Distill the facts from the flavor in which they were presented or all we're left with is a thread about your opinions and feelings. Most care about neither.

Members here are familiar with certain bait thread behaviours, so that may be something you need to consider.
"The only journey is the one within."
#40
(05-16-2026, 08:30 AM)Antidoppleganger Wrote: I see bias against the source tainting perception of the product. I wonder how well facts would be received and honest discussion had if we analyse content without preparing an outright dismissal before looking at the material. It's telling when the first response is a community note attempting to diminish the 'speaker' while failing to really discuss the material. Facts were presented that are independent of the speaker. 
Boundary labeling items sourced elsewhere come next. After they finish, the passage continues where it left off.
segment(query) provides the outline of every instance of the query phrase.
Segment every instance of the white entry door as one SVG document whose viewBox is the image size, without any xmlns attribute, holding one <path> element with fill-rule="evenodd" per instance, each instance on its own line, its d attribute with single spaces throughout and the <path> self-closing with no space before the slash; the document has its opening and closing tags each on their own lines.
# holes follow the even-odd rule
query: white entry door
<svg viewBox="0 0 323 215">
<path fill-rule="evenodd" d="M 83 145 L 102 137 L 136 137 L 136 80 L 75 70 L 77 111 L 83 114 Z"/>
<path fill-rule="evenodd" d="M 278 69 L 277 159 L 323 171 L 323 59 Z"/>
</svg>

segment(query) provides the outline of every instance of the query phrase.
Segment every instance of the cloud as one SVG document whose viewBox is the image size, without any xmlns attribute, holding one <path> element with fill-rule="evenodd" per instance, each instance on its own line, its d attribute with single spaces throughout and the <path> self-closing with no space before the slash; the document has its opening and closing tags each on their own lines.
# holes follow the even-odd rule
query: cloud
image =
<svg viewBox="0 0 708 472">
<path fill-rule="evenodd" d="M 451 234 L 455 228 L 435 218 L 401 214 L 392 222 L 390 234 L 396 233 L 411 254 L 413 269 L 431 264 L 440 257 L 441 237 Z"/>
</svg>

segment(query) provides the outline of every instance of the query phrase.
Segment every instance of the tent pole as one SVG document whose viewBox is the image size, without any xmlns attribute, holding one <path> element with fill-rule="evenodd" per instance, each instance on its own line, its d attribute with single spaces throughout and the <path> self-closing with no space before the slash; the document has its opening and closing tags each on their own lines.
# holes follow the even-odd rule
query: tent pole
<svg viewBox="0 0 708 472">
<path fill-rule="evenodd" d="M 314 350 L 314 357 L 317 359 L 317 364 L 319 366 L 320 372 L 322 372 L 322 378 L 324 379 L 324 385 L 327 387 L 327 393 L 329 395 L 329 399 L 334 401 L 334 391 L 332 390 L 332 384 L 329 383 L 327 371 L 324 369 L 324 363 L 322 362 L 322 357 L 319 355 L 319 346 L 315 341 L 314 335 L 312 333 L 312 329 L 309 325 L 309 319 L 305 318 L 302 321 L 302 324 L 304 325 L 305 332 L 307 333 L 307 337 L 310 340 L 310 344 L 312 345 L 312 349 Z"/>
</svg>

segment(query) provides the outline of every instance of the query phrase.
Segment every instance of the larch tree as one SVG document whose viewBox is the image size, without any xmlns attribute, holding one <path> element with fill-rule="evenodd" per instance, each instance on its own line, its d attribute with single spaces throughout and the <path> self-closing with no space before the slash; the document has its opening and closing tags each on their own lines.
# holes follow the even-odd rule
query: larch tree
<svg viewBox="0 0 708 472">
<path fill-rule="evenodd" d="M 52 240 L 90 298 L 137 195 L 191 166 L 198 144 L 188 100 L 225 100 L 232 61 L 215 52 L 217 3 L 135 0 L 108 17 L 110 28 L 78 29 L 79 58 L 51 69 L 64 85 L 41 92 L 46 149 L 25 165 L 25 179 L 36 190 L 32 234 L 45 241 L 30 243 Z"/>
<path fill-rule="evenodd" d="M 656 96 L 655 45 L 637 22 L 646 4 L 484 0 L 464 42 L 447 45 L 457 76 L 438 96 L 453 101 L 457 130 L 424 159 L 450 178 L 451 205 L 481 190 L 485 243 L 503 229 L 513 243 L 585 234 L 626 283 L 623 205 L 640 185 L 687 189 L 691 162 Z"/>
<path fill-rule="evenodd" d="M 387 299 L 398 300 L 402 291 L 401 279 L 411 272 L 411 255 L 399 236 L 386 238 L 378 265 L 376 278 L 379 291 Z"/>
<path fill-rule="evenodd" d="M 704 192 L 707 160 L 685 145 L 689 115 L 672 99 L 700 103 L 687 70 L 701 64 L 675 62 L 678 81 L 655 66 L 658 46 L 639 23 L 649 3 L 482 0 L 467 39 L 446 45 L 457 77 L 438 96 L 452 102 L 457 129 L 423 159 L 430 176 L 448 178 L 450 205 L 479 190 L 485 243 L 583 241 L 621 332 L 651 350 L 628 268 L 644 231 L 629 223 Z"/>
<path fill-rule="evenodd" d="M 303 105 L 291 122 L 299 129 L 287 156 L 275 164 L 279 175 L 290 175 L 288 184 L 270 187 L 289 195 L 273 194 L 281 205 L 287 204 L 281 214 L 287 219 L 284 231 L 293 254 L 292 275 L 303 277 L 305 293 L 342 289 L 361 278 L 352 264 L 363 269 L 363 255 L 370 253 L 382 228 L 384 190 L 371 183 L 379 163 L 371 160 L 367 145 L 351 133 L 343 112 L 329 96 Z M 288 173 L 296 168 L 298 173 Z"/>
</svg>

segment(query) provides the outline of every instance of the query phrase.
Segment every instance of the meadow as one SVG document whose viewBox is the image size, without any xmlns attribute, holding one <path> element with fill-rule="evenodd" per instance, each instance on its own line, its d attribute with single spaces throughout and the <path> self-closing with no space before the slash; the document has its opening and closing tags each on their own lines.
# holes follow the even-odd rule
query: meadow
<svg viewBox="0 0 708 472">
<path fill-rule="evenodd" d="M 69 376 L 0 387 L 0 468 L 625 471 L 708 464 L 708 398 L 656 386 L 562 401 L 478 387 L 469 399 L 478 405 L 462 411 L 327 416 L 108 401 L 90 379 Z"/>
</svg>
Distill the facts from the flavor in which they were presented or all we're left with is a thread about your opinions and feelings. Most care about neither.

When you start a thread using a strongly bias source it’s only fair it gets called out. 

Yes - I always check sources first. For me it’s important to know the slant and how credible the source is. Some definitely are not. 

I’ve never seen it stop discussion of subject matter.